When there is low or zero traffic to a particular Revision, the HTTP router sends traffic to the activator, including a header indicating the selected Revision. The activator serves as a buffer or queue for incoming requests — if a request is routed to a Revision which does not currently have available capacity, the activator delays the request and signals to the autoscaler that additional capacity is needed.

When the autoscaler detects that the available capacity for a Revision is below the requested capacity, it increases the number of pods requested from Kubernetes.

When these new pods become ready or an existing pod has capacity, the activator will forward the delayed request to a ready pod. If a new pod needs to be started to handle a request, this is called a cold-start.

High scale

When a Revision has a high amount of traffic (the spare capacity is greater than target-burst-capacity), the ingress router is programmed directly with the pod adresses of the Revision, and the activator is removed from the traffic flow. This reduces latency and increases efficiency when the additional buffering of the activator is not needed. In all cases, the queue-proxy remains in the request path.

If traffic drops below the burst capacity threshold (calculated as: current_demand + target-burst-capacity > (pods * concurrency-target)), then the ingress router will be re-programmed to send traffic to the activator pods.

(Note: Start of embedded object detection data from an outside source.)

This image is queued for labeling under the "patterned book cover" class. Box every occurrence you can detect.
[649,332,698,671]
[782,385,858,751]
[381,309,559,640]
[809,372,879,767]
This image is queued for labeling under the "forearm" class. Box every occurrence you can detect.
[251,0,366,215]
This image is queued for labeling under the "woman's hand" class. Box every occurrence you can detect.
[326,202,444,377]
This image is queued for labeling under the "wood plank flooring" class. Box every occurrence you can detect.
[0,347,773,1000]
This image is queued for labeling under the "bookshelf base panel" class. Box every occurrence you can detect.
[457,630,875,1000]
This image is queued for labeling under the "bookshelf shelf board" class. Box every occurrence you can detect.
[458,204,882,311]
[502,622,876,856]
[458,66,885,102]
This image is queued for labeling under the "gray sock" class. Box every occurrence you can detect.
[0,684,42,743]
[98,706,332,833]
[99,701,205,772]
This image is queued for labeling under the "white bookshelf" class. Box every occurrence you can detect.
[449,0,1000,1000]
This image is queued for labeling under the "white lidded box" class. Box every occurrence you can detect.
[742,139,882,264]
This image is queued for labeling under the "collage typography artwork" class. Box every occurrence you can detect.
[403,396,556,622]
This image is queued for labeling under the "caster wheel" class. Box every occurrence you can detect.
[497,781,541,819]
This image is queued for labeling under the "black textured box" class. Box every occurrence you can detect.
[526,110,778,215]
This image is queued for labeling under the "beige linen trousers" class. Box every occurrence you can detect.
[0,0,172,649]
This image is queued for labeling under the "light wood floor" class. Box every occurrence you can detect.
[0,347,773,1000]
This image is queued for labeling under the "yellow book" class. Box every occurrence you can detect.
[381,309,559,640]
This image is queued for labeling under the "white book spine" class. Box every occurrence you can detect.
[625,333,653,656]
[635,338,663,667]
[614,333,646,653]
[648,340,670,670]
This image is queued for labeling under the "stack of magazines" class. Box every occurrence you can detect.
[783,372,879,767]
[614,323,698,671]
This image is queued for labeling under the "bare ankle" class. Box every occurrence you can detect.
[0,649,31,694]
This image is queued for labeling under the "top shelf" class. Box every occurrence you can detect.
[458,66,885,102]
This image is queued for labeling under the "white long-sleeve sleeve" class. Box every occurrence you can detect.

Routing traffic between ingress and activators is done by writing a subset of the activator endpoints into the Endpoints for the Revision’s Service. The Kubernetes Service corresponding to the Revision is selectorless, and may either contain the Revision’s pod endpoints or the activator endpoints. The use of a selectorless service is for the following reasons:

  • Some ingress implementations do not allow cross-namespace service references. The activator runs in the knative-serving namespace.

  • Some ingress implementations do not handle changing the backing Kubernetes Service of a routing endpoint seamlessly.

  • By using subsetting on a per-Revision basis, incoming requests are funneled to a small number of activators which can more efficiently make ready/not-ready capacity decisions. The small number of effective activators per Revision is not a scaling problem because the activators will be removed from the request path when the Revision scales up to receive more traffic.

Queue-Proxy

The queue-proxy component implements a number of features to improve the reliability and scaling of Knative:

  • Measures concurrent requests for the autoscaler, particularly when the activator is removed from the request path.

  • Implements the containerConcurrency hard limit on request concurrency if requested.

  • Handles graceful shutdown on Pod termination (refuse new requests, fail readiness checks, continue serving existing requests).

  • Reports HTTP metrics and traces from just outside the user container, so that the infrastructure latency contribution can be measured.

  • During startup (before ready), probes the user container more aggressively to enable earlier serving that Kubelet probes (which can probe at most once per second).

  • To support this functionality, Knative Serving rewrites the user-container’s readinessProbe to an argument to queue-proxy; the queue-proxy’s readiness check incorporates both queue-proxy’s own readiness and the user-container’s.